Pedals And Effects coming at ya with an entry of our Song Dissection series, where we analyze the legendary tones from the most sonically ambitious songs out there, and determine what gear they used to achieve their unique sounds. Today's post is on the Beastie Boys 1994 rap-rock classic "Sabotage" off the album Ill Communication. Blending conventional rock instrumentation with DJ scratches, and the flow of three very talented MC's the Beastie Boys blurred the lines of musical genres in a way only the could, with humor, zest, fearlessness and funk. Our disclaimer: some bands/artists are very protective about their sonic secrets, so this dissection is based solely on our own knowledge of the capabilities of effects pedals, a little internet research and of course the song itself. Largely known for its driving bass line, tone, and a whole lot of attitude lets take a look at how the Beastie Boys got that signature riotous sound on Sabotage!
Originally recorded as an instrumental, Sabotage nearly didn't make it onto the album! Vocals for the song were recorded just two weeks before the album was even released! Opening with drums and its signature driving bass line, Sabotage is a perfect example of where the Beastie Boys had come from, and where they were going. Honoring their punk rock roots while displaying their rhythm chops. The signature bass line in question has gone down in music history as one of the most distinguishable bass lines ever. It's no secret that we at Pedals And Effects love our huge sounding low end and fuzz, so dissecting Adam "MCA" Yauch's tone was a no brainer!
Yauch's bass tone on Sabotage manages to be huge without being so overtly driven or drenched in gain. To achieve his signature bass tone, producer Mario Caldato Jr. explains that Yauch played a 60's Fender Jazz bass through an Acoustic 270 Graphic EQ head.
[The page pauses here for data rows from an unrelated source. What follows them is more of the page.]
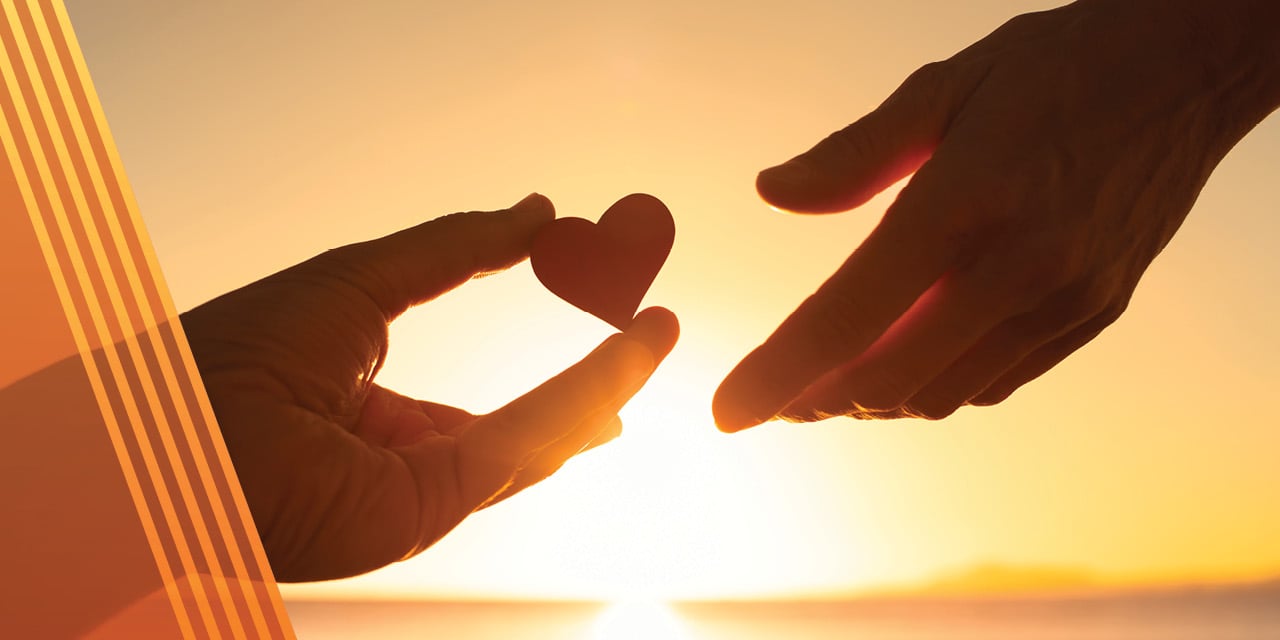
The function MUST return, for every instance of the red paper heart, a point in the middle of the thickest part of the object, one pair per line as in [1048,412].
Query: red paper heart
[606,268]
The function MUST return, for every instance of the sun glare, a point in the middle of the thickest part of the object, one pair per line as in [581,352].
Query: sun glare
[639,620]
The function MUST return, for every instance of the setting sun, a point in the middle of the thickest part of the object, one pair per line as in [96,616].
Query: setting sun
[259,135]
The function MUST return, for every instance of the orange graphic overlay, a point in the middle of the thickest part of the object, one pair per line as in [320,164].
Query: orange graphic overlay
[126,512]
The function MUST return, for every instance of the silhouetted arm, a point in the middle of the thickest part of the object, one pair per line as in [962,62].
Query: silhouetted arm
[342,475]
[1054,160]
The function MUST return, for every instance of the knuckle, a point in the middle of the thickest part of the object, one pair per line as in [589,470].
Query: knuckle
[887,392]
[932,407]
[833,321]
[928,77]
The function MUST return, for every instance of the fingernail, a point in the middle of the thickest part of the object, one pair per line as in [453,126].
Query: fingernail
[732,419]
[787,174]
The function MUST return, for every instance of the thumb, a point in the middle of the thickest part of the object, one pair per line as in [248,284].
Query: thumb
[854,164]
[417,264]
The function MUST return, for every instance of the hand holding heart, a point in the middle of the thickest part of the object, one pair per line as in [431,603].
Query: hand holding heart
[343,475]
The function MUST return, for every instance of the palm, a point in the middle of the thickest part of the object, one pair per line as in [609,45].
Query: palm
[343,475]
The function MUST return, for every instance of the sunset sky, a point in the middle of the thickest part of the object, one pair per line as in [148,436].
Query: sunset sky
[260,133]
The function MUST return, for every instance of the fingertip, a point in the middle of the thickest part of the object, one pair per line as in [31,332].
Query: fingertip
[657,328]
[534,206]
[607,434]
[785,186]
[730,415]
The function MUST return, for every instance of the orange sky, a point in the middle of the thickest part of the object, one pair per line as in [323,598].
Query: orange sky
[257,135]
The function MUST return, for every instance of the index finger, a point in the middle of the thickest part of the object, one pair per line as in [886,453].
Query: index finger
[497,446]
[880,282]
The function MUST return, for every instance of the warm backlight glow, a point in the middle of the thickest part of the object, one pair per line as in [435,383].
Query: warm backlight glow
[639,620]
[257,135]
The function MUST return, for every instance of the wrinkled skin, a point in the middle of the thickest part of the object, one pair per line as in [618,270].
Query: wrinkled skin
[342,475]
[1052,161]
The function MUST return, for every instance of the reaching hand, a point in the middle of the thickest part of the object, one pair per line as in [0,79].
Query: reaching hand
[342,475]
[1054,160]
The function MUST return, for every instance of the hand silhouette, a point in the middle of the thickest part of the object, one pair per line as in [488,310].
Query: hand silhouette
[342,475]
[1054,160]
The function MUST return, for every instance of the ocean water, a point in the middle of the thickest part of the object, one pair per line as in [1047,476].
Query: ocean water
[1188,615]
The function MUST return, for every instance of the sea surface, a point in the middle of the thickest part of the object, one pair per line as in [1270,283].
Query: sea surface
[1251,613]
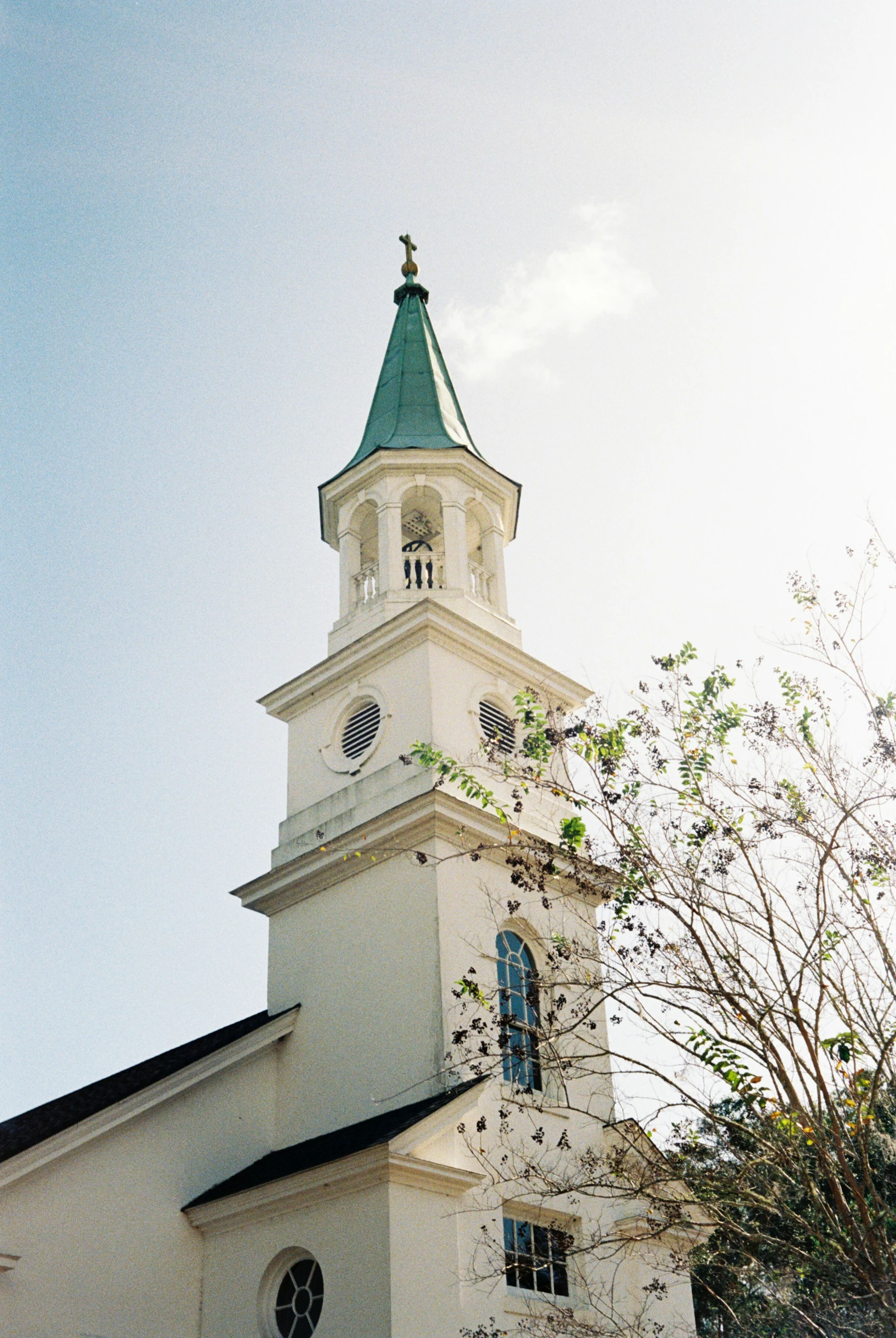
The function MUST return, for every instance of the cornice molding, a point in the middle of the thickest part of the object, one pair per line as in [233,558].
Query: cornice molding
[103,1122]
[425,620]
[350,1175]
[435,814]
The amp was put into an isolated sound proofed case when recorded, with the bass running through a Black Cat Superfuzz pedal. The Black Cat Superfuzz is modeled after the highly coveted 70's Japanese made Univox Superfuzz. What was special about those Univox Superfuzzes was their "two stage octave doubling circuit." From the Black Cat site: "beneath the massive torrent of fuzz is a hint of upper octave; not quite as prominent as an Octavia, but definitely noticeable." That double octave is what helped Yauch achieve such a massive sound on the record.
Longtime friend of Pedals And Effects and keyboard player for the Beastie Boys, "Money" Mark Nishita dropped by 5starr Sound Labs some time ago and let Juan demo and review the DNA Analogic Bass Dragger distortion pedal which is the very fuzz pedal that Yauch uses when playing Sabotage live. Equally as huge as the Superfuzz used on the record, Yauch leaned heavily on this pedal while playing live. While the Bass Dragger has long since been discontinued by the manufacturer you might have some luck on Reverb.com. The Black Cat Superfuzz is currently still available on their website and can also be found on Reverb.
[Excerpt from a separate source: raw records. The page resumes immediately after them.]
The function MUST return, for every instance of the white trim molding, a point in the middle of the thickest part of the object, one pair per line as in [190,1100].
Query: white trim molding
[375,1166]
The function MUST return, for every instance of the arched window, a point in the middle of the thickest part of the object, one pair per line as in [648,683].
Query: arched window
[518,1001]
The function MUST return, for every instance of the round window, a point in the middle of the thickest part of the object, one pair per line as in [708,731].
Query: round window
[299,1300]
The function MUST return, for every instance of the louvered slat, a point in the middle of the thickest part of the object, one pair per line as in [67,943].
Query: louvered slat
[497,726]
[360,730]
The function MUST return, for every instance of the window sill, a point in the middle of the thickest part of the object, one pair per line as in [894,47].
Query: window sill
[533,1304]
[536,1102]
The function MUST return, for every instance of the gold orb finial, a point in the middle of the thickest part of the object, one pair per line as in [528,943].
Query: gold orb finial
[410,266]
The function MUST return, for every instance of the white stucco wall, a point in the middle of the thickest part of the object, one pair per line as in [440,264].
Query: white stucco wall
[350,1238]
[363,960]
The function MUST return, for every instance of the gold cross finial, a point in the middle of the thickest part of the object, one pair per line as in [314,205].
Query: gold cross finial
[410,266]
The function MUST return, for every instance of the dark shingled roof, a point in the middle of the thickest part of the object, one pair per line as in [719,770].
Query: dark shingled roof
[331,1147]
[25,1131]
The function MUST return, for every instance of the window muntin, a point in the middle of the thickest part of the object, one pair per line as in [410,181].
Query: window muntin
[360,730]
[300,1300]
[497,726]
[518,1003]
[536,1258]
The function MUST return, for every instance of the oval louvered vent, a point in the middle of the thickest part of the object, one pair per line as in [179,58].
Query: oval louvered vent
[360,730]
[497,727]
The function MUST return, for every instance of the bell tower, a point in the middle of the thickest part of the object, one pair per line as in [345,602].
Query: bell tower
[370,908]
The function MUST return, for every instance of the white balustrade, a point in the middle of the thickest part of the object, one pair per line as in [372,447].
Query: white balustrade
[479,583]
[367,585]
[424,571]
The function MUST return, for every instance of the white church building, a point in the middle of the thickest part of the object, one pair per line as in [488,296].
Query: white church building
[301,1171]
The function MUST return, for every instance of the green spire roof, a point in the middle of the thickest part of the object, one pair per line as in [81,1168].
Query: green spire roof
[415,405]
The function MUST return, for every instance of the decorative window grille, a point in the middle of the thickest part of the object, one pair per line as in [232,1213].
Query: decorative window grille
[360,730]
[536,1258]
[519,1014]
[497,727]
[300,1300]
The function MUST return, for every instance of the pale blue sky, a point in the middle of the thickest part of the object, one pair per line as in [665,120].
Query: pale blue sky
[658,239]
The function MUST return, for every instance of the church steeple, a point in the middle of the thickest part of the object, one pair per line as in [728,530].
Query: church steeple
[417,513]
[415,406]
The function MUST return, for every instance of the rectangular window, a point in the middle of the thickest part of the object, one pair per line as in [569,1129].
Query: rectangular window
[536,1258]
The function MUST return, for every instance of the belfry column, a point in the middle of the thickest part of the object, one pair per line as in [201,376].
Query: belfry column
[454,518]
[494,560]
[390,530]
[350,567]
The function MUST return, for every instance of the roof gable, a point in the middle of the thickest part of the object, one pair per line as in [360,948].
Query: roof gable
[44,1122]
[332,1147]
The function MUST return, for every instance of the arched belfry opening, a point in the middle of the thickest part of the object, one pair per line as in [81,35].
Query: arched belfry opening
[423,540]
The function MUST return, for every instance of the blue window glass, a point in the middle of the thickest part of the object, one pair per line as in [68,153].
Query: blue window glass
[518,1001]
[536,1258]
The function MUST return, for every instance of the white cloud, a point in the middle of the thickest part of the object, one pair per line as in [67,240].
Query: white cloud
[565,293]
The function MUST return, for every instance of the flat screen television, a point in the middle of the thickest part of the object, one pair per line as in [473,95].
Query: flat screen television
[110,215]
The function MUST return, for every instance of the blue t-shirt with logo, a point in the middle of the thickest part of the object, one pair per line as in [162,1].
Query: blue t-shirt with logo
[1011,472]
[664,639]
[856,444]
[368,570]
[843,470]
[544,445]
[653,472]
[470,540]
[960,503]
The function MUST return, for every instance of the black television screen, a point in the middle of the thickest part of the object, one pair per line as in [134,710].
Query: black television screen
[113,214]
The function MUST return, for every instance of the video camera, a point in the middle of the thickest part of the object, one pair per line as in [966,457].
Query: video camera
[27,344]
While we lost Yauch in 2012, the music he made was timeless, and the tones he achieved and the rhymes he spit, have solidified his legacy in the upper echelon of music history. The Beastie Boys has such an unconventional approach to conventional sounds and that's what made them so successful. To have the punk aggression with hip-hop flow and sensibility, they carved a very unique but accessible niche for themselves in music. RIP Adam Yauch.
Really dissecting a bands or artists sound is a good way to attempt to figure out their songwriting mentality and apply it to your own. Keep listening to whatever moves you, try applying that to your own playing, and most importantly, be ambitious. You never know where your unique sounds can take you.